The National Media Commission (NMC) and the Ghana Journalists Association (GJA) have condemned Zoe Outreach Embassy, a church located at Ogbodjo, near American House in Accra, for barring journalists from taking pictures or covering events on its premises.
The two organisations stressed that churches were public entities and their activities were of interest to the public and so they had no power to prevent journalists from getting information that was of interest to the public.
The condemnation by the media regulators followed a public announcement by Zoe Outreach Embassy that journalists were not allowed to take pictures, recordings or any form of coverage on its premises.
In an interview with the Daily Graphic in Accra yesterday, the Chairman of the NMC, Mr Yaw Boadu-Ayeboafoh, described the action of the church as unlawful and unacceptable.
According to him, the church had no power to bar any journalist from its premises, given the fact that its building was a public facility.

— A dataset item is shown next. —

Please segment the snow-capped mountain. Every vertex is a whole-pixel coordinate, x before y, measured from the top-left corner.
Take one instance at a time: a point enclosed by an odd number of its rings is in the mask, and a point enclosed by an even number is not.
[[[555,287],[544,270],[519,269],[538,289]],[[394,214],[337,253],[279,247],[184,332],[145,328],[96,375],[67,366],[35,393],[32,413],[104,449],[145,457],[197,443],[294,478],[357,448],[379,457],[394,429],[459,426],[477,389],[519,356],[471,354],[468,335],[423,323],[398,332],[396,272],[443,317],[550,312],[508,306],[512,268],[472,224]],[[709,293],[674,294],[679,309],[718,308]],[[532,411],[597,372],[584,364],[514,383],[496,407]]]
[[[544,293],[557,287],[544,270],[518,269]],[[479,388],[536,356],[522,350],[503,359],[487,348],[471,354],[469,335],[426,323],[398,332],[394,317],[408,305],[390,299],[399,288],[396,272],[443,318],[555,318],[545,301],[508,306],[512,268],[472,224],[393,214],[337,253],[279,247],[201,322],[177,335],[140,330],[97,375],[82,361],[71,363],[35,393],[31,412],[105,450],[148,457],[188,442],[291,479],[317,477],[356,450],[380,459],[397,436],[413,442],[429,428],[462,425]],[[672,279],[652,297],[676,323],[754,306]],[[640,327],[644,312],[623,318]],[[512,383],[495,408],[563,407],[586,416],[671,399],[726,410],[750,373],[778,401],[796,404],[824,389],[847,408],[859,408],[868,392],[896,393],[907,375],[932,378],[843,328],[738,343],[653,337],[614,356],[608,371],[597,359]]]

“The church is a public facility and not a private residence for the pastor so he has no power to bar any journalist from it. As long as they are preaching the word of God, it remains a public place,” he said.
In a vehement disapproval of the church’s action, he stressed: “What does the church want to hide from the public that it does not want the media to cover its activities? The church has Zoe Television (TV), so how can they now turn around and bar the media?”
The GJA President, Mt Roland Affail Monney, buttressed the point that since churches operated in public places, journalists could provide the public with relevant information on their activities without any intimidation.
“Churches operate in residential places and they are not above the law. For the sake of public interest, journalists can report on the activities of the church, especially when the pastor is at the centre of the controversy,” he stressed.
Mr Monney further stressed that although Article 13 of the GJA code of ethics enjoined journalists to obtain information, videos, photographs and data by honest and straightforward means, media practitioners could still use undercover means to get information that was for the public good.
“Even if journalists can use undercover means to get vital information on the operation of churches in the interest of the public, they can do so,” he said.
In a public notice posted on its buildings, the church warned: “No media house or personnel; no photography; no media coverage; no trespassing passing this point is allowed, you do so at your own risk.”
The decision to bar the media from the church’s premises followed reports that some aggrieved customers of EL Real Estates and Tikowrie Capital, companies owned by the Founder of the church, Pastor Kelvin Kwesi Kobiri, had disrupted activities at the church as they demanded their locked up investments.
The aggrieved customers had on two occasions stormed the premises of the church and destroyed things to demand their locked up investments with both entities.
According to reports, it took the timely intervention of the police to whisk Pastor Kobiri from the church premises to prevent the aggrieved customers from inflicting any harm on him.
Media reports on the brouhaha did not go down well with the church, for which reason it decided to make its premises a “no-go area” for journalists.